Read Tannhauser 02: The Twelve Children of Paris Online
Authors: Tim Willocks
Tags: #Historical fiction
‘I won’t tell you again. Put the pimp’s clothes on.’
‘That fire in the sixteenth must be close to the printer’s shop,’ said Grégoire.
His attention was still focused near the south-western curve of the city wall.
Tannhauser looked. With a sudden billow the rising smoke became thicker.
Tannhauser pressed a coin into Grégoire’s hand.
‘Bring Clementine to the Parvis. Fast as you can.’
THEY SAT ACROSS
a table in the kitchen and drank rosehip tea.
The kitchen was at the front of the house. The sun had risen high enough to shine into the yard and through the windows. In the rising heat, the tea was refreshing.

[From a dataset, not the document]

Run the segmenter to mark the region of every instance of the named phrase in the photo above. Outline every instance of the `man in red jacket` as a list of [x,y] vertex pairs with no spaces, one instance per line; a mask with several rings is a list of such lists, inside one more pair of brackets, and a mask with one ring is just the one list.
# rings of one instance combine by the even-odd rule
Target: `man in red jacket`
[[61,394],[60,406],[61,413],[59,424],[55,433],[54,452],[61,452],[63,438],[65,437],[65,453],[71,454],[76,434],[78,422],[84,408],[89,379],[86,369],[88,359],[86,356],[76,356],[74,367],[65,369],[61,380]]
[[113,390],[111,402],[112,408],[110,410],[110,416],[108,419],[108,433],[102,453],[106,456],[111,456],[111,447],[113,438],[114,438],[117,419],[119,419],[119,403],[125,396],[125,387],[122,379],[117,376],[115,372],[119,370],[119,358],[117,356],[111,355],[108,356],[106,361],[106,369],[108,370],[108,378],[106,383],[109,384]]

Carla could not take her eyes off the woman in front of her.
Alice was shapeless, heavy boned, once plump, now shrunken by hardship and years. The skin of her arms and jowls hung in wrinkled flaps. Her face was broad, her cheeks patched with purple. Her mouth was full, her lips the colour of liver and puckered over her gums where the teeth were missing. Her hair was a dark ruddy brown, wisped with white, and cut crudely just above her shoulders. Her eyes were winter-grey, yet in them Carla saw Grymonde. There was a deep tiredness in her, yet also the embers of a natural force that once must have been tremendous. In spite of all, she radiated largeness. Carla couldn’t tell how old she was; sixty at least, perhaps seventy, or even more. Old as she was, diminished as she was, Alice seemed to transcend the notion of age.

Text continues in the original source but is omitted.